RE: Design – SQLServerCentral

SSChampion

Points: 12388

September 24, 2010 at 8:34 am

Hugo Kornelis (9/24/2010)
tommyh (9/23/2010)
Have to agree with UMG Developer. The "Multiple identifier columns" shouldnt be part of the answer for 2 reasons.
1. Its not part of MS recommendations (atleast not on the page thats linked in the answer)
2. In the answer you have yourself added
While having multiple identifier columns is not, strictly speaking, against the rules, it makes the table design overly complex, wastes space and adds no value
So your contradicting yourself. Now i do agree that that might not be the best solution but that doesnt make it wrong.
The more I think about this, the more I disagree with the notion that multiple identifier columns is a design flaw.
For example, cars in a table might be idenitified by the VIN. That number is relevant for communications with the supplier and with the official agencies, but employees can't ever remember it, so the license plate number is added as a second identifier column. However, if the table is used in replication, or if it uses FILESTREAM columns, SQL Server requires that a surrogate key with the UNIQUEIDENTIFIER data type is also present in the table. And finally, if there are many references to the cars table, neither the VIN, nor the license number or the UID are a good and space-efficient method for the reference, so it might make sense to add another identifier column, with a numeric data type and the IDENTITY property. (This has the added advantage that inserts won't cause table splits - probaby not relevant in a cars table, but in casese where thousands of rows are added each second, this can be the difference between acceptable performance and utter slowness).
That are, let me count, no less than four identifier columns. Of course all backed by a PRIMARY KEY or UNIQUE constraint. And all relevant. I see no design flaw whatsoever, and I also don't see how this "makes the table design overly complex, wastes space and adds no value".

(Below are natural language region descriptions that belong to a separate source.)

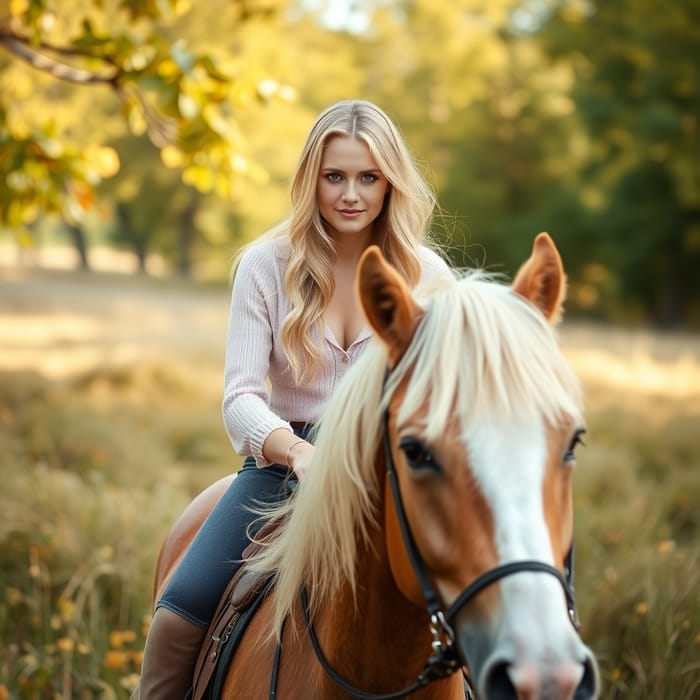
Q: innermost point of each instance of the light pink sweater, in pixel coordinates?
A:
(260, 394)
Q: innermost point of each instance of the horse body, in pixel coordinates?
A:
(362, 638)
(466, 512)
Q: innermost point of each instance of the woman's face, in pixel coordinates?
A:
(351, 189)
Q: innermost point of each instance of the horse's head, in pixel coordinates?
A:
(483, 417)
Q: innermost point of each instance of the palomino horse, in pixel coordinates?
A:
(437, 514)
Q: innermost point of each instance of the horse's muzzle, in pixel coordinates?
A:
(503, 680)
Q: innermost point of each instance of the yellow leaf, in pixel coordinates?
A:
(106, 161)
(172, 157)
(18, 7)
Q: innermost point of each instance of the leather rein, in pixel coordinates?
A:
(445, 658)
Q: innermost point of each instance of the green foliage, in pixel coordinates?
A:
(187, 102)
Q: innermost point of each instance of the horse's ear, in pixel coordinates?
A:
(387, 303)
(541, 278)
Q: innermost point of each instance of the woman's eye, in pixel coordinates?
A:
(577, 439)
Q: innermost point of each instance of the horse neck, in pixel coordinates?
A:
(377, 639)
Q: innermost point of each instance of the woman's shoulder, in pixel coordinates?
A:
(264, 254)
(432, 264)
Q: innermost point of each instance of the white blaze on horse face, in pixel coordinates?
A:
(531, 627)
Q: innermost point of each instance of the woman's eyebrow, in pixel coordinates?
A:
(340, 170)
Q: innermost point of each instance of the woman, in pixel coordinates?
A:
(295, 327)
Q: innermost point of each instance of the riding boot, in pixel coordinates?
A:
(172, 647)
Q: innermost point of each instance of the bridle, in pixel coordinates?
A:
(445, 658)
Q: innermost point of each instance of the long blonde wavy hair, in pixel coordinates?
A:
(400, 228)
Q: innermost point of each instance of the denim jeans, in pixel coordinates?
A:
(213, 556)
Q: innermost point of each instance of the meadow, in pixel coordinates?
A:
(110, 423)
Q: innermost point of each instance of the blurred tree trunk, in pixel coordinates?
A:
(79, 241)
(187, 231)
(128, 233)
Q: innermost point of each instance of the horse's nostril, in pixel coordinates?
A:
(498, 685)
(588, 687)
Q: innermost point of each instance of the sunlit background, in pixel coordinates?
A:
(142, 143)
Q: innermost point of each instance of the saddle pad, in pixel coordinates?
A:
(225, 633)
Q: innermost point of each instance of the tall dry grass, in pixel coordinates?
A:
(110, 423)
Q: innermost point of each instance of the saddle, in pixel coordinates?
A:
(239, 603)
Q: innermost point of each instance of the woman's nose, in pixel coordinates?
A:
(350, 194)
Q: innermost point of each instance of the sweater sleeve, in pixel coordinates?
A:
(246, 412)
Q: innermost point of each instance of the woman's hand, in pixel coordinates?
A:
(299, 457)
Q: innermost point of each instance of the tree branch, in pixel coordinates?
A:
(20, 47)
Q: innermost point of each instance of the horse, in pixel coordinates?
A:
(430, 541)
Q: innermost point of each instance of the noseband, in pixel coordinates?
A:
(445, 659)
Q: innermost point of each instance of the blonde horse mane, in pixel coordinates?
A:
(479, 350)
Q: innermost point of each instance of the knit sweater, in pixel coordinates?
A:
(260, 394)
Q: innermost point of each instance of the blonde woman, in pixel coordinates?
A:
(295, 328)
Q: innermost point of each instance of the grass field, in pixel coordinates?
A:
(110, 422)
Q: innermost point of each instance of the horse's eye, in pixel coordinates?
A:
(417, 455)
(577, 439)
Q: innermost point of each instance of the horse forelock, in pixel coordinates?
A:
(479, 350)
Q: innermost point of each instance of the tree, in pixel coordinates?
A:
(637, 74)
(188, 102)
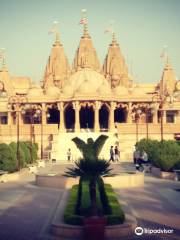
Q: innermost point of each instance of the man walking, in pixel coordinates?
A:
(111, 154)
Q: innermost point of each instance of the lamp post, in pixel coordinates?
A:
(137, 116)
(147, 125)
(3, 94)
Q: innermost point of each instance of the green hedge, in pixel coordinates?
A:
(8, 155)
(7, 158)
(165, 154)
(70, 215)
(117, 215)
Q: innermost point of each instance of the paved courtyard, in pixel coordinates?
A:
(26, 210)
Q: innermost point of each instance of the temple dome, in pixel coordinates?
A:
(35, 92)
(87, 82)
(53, 92)
(121, 90)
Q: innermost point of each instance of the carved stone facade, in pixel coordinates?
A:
(86, 97)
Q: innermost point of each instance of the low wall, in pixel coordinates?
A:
(126, 180)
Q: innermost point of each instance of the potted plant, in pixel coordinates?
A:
(91, 168)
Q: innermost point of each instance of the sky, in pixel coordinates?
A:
(142, 27)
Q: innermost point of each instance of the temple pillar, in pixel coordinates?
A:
(43, 119)
(9, 122)
(164, 116)
(111, 116)
(129, 111)
(61, 112)
(96, 119)
(177, 117)
(76, 107)
(155, 117)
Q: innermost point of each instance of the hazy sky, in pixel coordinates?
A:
(142, 28)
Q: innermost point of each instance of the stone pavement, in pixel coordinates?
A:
(26, 210)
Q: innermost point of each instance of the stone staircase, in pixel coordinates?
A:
(63, 141)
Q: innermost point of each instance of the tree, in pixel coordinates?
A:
(90, 167)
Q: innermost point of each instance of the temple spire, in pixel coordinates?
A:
(84, 21)
(168, 80)
(3, 58)
(55, 30)
(85, 56)
(57, 69)
(114, 67)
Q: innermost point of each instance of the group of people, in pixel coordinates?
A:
(114, 154)
(140, 158)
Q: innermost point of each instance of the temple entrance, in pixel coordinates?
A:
(120, 115)
(103, 117)
(69, 117)
(86, 117)
(54, 115)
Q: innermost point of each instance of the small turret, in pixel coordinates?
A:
(168, 80)
(114, 68)
(85, 56)
(57, 69)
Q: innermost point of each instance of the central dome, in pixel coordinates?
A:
(86, 82)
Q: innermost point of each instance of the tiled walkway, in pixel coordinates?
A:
(26, 210)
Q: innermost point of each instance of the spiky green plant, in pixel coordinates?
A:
(90, 167)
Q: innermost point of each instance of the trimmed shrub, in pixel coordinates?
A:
(7, 158)
(32, 151)
(13, 146)
(103, 196)
(117, 215)
(26, 151)
(70, 216)
(165, 154)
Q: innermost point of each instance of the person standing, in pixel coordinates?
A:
(116, 153)
(69, 154)
(111, 154)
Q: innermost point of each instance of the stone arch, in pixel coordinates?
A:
(120, 114)
(86, 116)
(54, 115)
(103, 116)
(69, 115)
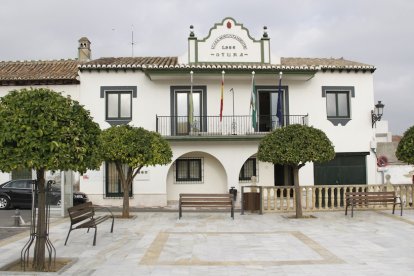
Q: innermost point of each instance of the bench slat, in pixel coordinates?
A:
(206, 200)
(370, 198)
(83, 216)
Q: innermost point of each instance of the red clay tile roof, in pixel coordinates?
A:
(322, 62)
(114, 62)
(43, 71)
(172, 63)
(66, 71)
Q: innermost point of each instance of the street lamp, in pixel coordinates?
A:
(377, 113)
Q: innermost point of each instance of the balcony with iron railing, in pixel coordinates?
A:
(229, 126)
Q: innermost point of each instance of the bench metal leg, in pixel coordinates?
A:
(94, 236)
(352, 210)
(67, 237)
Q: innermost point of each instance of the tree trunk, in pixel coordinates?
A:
(41, 228)
(298, 192)
(125, 204)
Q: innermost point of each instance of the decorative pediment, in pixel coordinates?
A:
(229, 42)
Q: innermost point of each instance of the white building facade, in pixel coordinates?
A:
(215, 150)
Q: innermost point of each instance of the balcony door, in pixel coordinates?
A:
(183, 122)
(267, 109)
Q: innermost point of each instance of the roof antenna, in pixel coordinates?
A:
(132, 40)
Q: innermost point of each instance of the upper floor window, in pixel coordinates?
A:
(21, 174)
(118, 103)
(189, 170)
(338, 103)
(184, 121)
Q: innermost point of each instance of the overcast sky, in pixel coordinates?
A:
(376, 32)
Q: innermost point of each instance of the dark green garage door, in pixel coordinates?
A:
(345, 168)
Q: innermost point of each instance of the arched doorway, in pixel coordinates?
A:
(196, 172)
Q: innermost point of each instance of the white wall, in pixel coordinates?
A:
(225, 158)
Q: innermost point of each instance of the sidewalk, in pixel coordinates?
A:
(157, 243)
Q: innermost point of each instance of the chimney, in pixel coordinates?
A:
(84, 49)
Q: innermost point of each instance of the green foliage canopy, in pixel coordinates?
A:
(41, 129)
(134, 146)
(405, 149)
(295, 145)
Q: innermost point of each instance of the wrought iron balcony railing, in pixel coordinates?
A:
(228, 125)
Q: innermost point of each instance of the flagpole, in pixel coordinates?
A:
(279, 108)
(191, 106)
(253, 103)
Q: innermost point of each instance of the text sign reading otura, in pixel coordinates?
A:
(229, 42)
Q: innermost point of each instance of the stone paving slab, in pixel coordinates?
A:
(157, 243)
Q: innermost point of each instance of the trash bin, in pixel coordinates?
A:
(251, 201)
(233, 191)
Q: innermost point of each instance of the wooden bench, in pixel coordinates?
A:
(371, 198)
(83, 216)
(206, 200)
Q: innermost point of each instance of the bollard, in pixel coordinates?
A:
(17, 217)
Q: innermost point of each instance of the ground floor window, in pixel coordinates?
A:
(189, 170)
(113, 185)
(345, 168)
(248, 170)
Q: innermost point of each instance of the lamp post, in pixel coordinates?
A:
(377, 113)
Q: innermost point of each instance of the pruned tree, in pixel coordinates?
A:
(405, 149)
(42, 130)
(135, 148)
(295, 145)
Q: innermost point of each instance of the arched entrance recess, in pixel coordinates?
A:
(196, 172)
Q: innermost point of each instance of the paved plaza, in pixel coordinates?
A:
(211, 243)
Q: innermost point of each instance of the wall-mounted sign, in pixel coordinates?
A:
(229, 41)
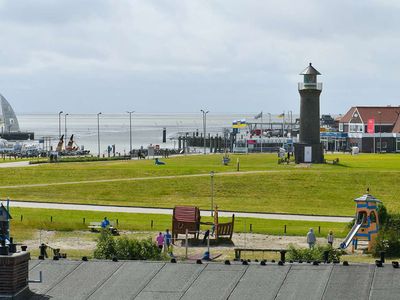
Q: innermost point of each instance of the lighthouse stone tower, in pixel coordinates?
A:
(309, 149)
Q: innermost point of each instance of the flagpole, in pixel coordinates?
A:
(261, 132)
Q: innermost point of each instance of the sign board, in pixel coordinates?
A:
(371, 126)
(307, 154)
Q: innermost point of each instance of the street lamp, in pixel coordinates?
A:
(270, 122)
(212, 192)
(65, 126)
(204, 128)
(59, 124)
(130, 131)
(380, 131)
(98, 133)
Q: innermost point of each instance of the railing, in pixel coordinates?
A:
(310, 86)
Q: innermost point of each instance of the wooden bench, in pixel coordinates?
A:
(96, 227)
(238, 251)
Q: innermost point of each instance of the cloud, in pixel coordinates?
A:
(176, 53)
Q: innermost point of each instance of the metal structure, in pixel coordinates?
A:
(98, 133)
(309, 149)
(65, 125)
(130, 131)
(212, 191)
(59, 124)
(204, 128)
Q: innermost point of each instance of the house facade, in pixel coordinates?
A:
(373, 129)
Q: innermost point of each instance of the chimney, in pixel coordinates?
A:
(14, 272)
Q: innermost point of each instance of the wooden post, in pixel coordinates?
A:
(186, 242)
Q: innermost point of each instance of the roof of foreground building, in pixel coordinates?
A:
(65, 279)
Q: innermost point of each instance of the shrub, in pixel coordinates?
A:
(388, 240)
(125, 248)
(105, 248)
(316, 253)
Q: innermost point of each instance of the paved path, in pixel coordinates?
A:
(168, 211)
(16, 164)
(136, 179)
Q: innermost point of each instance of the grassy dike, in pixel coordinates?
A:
(267, 187)
(69, 221)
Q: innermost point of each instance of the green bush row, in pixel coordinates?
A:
(314, 254)
(109, 247)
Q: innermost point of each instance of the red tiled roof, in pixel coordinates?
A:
(388, 115)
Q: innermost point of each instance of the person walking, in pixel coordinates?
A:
(160, 241)
(105, 223)
(330, 238)
(167, 239)
(311, 239)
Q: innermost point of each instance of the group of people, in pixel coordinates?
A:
(164, 241)
(311, 238)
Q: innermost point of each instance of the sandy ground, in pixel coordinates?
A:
(85, 242)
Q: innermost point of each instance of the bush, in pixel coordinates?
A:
(125, 248)
(105, 248)
(388, 240)
(316, 253)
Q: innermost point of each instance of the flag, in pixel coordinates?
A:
(258, 116)
(239, 124)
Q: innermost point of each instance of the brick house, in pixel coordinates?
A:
(373, 129)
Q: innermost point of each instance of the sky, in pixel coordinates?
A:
(226, 56)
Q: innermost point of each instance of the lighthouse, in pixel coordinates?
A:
(309, 148)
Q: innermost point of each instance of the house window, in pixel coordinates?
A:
(356, 127)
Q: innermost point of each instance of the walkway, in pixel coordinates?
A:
(168, 211)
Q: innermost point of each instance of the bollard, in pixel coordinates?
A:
(382, 253)
(283, 254)
(326, 256)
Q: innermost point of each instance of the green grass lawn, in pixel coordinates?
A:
(68, 220)
(319, 189)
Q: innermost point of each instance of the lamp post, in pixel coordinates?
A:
(380, 131)
(212, 192)
(98, 133)
(59, 124)
(204, 128)
(130, 132)
(270, 122)
(65, 126)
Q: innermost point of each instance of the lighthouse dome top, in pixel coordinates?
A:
(310, 70)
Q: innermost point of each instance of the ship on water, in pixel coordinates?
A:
(9, 126)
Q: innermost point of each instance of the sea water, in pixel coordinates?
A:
(114, 129)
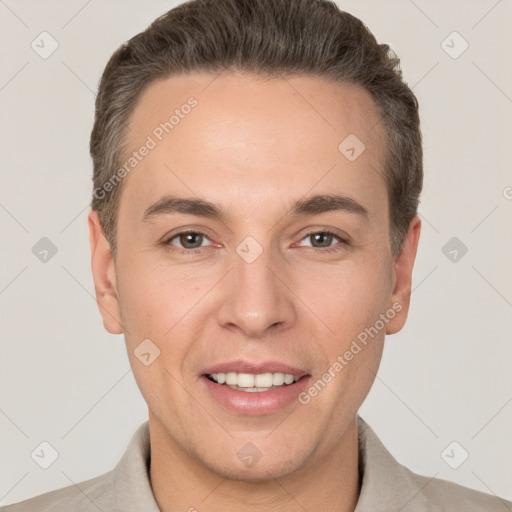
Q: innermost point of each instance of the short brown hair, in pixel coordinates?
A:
(268, 38)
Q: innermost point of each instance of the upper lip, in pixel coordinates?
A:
(241, 366)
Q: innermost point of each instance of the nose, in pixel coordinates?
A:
(256, 299)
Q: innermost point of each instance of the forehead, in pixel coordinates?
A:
(240, 137)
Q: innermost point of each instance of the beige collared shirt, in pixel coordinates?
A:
(387, 486)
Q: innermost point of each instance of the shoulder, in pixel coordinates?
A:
(87, 496)
(443, 495)
(389, 485)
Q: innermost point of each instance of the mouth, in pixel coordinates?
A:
(254, 389)
(253, 383)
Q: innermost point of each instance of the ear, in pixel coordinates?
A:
(402, 275)
(104, 275)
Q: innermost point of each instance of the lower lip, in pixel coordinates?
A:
(257, 403)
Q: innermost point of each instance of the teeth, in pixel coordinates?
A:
(251, 382)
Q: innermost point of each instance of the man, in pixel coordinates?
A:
(257, 172)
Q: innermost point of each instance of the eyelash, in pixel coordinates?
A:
(196, 250)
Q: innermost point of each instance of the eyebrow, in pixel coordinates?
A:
(313, 205)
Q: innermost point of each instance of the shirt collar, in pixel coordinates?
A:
(386, 484)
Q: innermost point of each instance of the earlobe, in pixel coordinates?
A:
(402, 277)
(104, 275)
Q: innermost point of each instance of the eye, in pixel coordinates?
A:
(322, 241)
(186, 241)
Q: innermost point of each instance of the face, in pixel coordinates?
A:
(252, 249)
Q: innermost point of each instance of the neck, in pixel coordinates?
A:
(329, 481)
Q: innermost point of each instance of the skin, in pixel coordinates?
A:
(253, 146)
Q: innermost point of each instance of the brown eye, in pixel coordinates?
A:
(322, 239)
(190, 240)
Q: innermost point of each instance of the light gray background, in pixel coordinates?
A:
(445, 377)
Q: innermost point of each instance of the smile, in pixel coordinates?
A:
(253, 383)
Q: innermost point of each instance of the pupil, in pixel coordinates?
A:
(191, 240)
(323, 238)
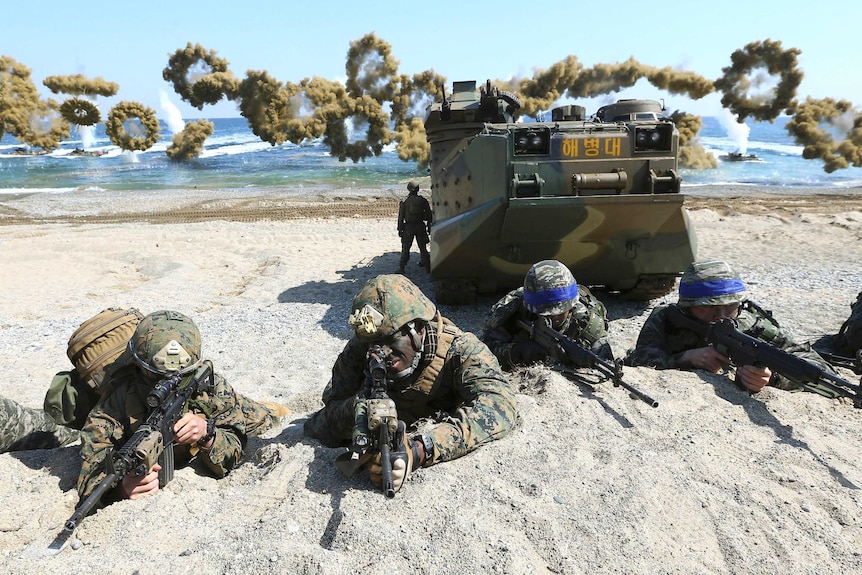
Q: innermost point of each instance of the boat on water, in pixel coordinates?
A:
(88, 153)
(739, 157)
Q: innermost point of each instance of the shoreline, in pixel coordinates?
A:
(195, 205)
(758, 484)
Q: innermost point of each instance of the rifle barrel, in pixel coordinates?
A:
(108, 482)
(385, 462)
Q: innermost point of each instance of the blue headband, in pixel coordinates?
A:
(711, 288)
(551, 296)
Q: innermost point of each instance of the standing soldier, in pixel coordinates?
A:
(414, 221)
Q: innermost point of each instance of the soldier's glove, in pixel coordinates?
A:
(526, 352)
(403, 458)
(576, 357)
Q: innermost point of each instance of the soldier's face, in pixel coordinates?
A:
(399, 352)
(711, 313)
(557, 319)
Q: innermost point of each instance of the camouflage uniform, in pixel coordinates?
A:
(463, 391)
(414, 221)
(165, 343)
(549, 290)
(587, 324)
(848, 341)
(661, 344)
(23, 428)
(124, 409)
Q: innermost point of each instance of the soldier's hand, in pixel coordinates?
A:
(190, 428)
(402, 459)
(133, 487)
(753, 378)
(705, 358)
(527, 352)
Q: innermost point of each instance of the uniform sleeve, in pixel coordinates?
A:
(102, 429)
(333, 425)
(230, 437)
(488, 407)
(653, 348)
(427, 215)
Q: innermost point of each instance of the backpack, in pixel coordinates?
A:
(95, 350)
(849, 338)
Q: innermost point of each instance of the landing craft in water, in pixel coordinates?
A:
(739, 157)
(602, 195)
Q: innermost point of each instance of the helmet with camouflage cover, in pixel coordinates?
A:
(550, 288)
(387, 303)
(711, 282)
(165, 342)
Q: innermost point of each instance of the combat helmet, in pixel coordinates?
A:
(166, 342)
(711, 282)
(387, 303)
(550, 288)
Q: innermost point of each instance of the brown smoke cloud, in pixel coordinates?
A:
(80, 112)
(691, 153)
(131, 126)
(199, 76)
(817, 126)
(377, 104)
(19, 97)
(188, 144)
(751, 69)
(80, 85)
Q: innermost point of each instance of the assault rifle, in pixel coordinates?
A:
(153, 441)
(743, 349)
(375, 422)
(577, 355)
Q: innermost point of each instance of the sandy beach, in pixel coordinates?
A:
(712, 481)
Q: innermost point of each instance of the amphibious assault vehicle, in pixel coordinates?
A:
(602, 195)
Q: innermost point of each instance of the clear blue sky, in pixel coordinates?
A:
(129, 43)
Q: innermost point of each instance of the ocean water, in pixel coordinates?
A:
(235, 159)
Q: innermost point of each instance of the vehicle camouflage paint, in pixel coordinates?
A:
(601, 195)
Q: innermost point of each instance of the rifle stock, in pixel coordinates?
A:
(578, 355)
(742, 349)
(374, 411)
(147, 445)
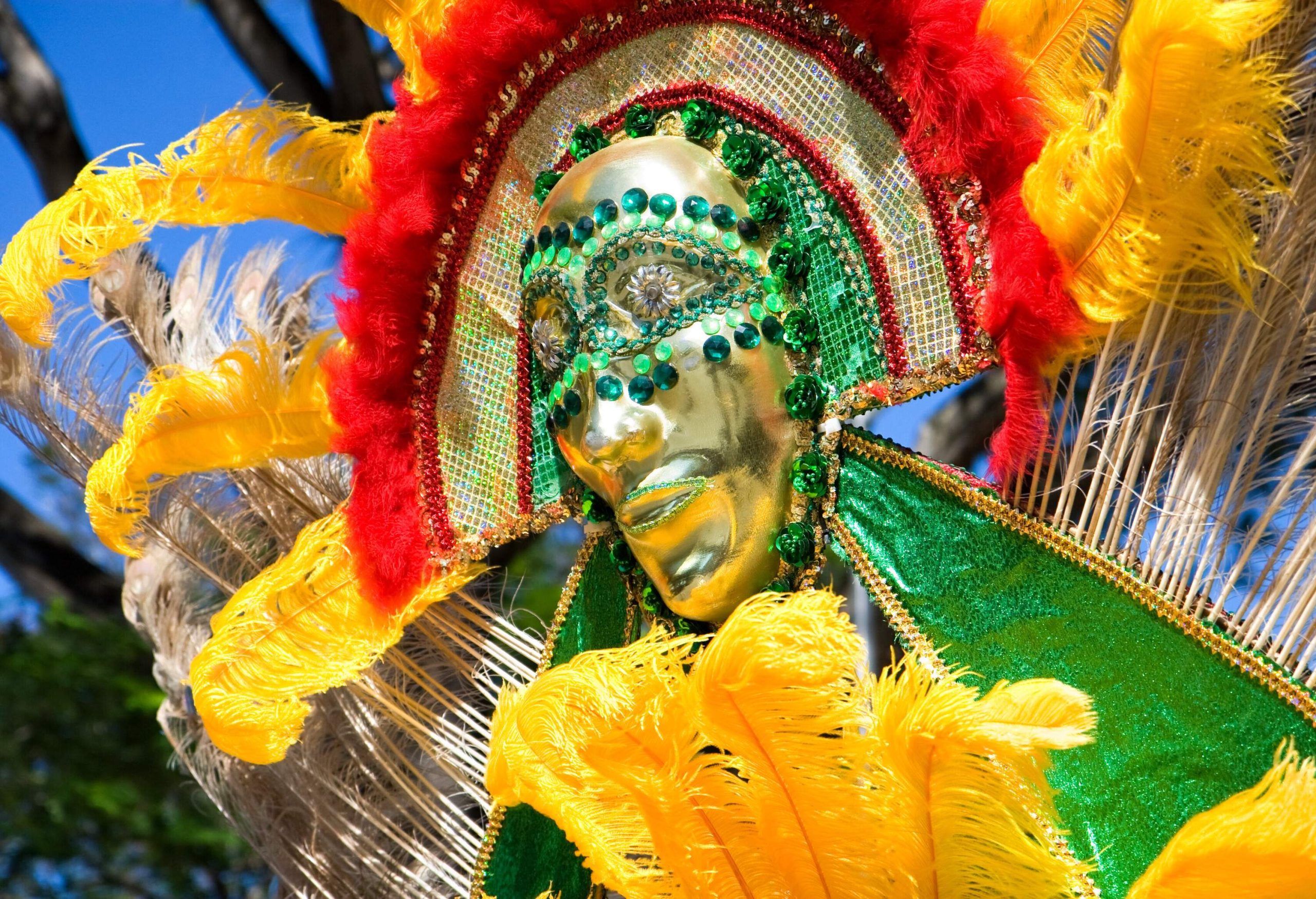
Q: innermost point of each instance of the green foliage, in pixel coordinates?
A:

I agree with you, but I disagree with you (as usual 😛 ). The first two you mention I would not consider identifier columns for the database. They may be business logic identifiers, but I would consider using them as identifiers for database programming to be a serious lapse in judgment -- because they're user-entry and user-editable*, you're simply asking for trouble. Oh, and what about cars that don't have plates yet -- or you don't have the plate info? Might need a null for that column; there goes your UNIQUE constraint.

So that gives us 2 identifier columns, remarkably similar to the two in this QotD -- and that's where you may have a point. But I'd caution here as well. First, we need to know why that surrogate UID is there.

If it's for replication, then you want to be sure that 1) you are only replicating from one source, and the app owner isn't ever going to want to replicate any of the other tables linked via your IDENTITY column, because then you have the chance for collisions. As much as I know you loathe using UIDs as foreign keys, it's often necessary when replication is involved.

If it's for FILESTREAM data, consider whether the FILESTREAM data always has to be accessed with the rest of the data. If not, I'd say it makes more sense to separate the FILESTREAM data to a separate table with the UID as its identifier and a foreign key to the now only identifier in the cars table, the IDENTITY column.

* (What you don't think plate numbers change? As for VINs, are you going to tell Doris in data entry that she has to delete the entire record and start again just because she missed a 9? Good luck with that, buddy!)